Context is certified to provide both assessments for UK businesses.
By offering the Cyber Essentials Plus services Context can ensure that companies undergoing the program have a smooth journey toward certification. It is our goal to encourage all our customers to undergo this program and reach Cyber Essentials Plus certification. This assessment offers a higher level of assurance than the foundation Cyber Essentials assessment alone as it entails both an onsite and remote verification that controls have been met, and is an important step toward establishing world-class information security practices that meet business needs.
Businesses that satisfy the verification requirement will be issued a certificate demonstrating they meet the criteria. The certificate is valid for a maximum of a year. Re-certification may be required in the event there are changes to the environment.
As a CREST founder company, Context was consulted and provided input at the formulation stages of the scheme and continues to do so as the scheme matures.
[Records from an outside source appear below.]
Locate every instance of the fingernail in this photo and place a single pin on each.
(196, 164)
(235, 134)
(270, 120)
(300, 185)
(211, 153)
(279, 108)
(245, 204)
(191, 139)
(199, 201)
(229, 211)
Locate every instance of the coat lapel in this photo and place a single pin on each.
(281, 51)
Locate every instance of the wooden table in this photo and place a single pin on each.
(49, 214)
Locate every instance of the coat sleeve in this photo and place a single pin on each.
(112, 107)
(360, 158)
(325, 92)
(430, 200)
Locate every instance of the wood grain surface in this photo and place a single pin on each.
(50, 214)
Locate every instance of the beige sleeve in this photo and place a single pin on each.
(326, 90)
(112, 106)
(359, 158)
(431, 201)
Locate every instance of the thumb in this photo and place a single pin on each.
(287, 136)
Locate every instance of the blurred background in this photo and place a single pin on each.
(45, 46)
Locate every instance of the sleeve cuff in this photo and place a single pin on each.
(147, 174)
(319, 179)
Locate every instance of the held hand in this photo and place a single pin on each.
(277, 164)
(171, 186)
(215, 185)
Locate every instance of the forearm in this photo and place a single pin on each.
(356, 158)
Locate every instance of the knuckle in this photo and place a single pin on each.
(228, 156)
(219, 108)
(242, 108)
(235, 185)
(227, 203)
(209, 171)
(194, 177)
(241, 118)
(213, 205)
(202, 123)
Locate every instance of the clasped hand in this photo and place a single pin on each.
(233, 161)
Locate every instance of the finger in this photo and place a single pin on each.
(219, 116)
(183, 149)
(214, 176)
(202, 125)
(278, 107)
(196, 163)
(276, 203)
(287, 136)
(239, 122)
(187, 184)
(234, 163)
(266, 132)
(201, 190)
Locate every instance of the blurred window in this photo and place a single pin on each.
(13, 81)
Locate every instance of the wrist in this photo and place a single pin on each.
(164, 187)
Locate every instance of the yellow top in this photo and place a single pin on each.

Further detail of the Cyber Essentials scheme, are available here.
CREST STAR Assessments
Simulated Target Attack and Response (STAR) services represent a platform for financial services and critical national infrastructure businesses to share threat and intelligence systems. The assessments or tests are primarily threat intelligence-led penetration tests and are considered to be the most realistic form of assurance service within the sector.
The test takes threat intelligence information to deliver highly targeted attacks against an organisation to simulate sophisticated threat actors, our consultants then deliver realistic attack simulations. These simulations provide assurance that organisations have appropriate countermeasures and responses to detect and prevent cyber-attacks.
Context has been performing simulated targeted attack and response engagements for global clients for several years. Using real-world data about attackers from our Response team, we perform focused and realistic exercises that map to sophisticated attacks.
STAR assessments allow Context to identify weaknesses that go beyond the technical vulnerabilities typically found in a penetration test, and to assess an organisation's overall capability to prevent, detect, and respond to a compromise.
NCSC CHECK IT Health Check
A NCSC CHECK IT Health Check (ITHC) identifies vulnerabilities in HMG IT systems and networks to assure the confidentiality, integrity or availability of information held on that IT system. Using certified testers who are regularly assessed to validate their penetration testing knowledge and capability, an ITHC is as much about risk assessment as it is penetration testing, and assesses the security posture of the environment as well as the data stored within.
Context has one of the UK’s largest pools of CESG CHECK certified penetration testers.
With GDPR coming into effect in early 2018, our team can also advise on all aspects of GDPR compliance, from data management and classification, to key control maturity assessments, creating a complete transformation roadmap tailored to your organisation.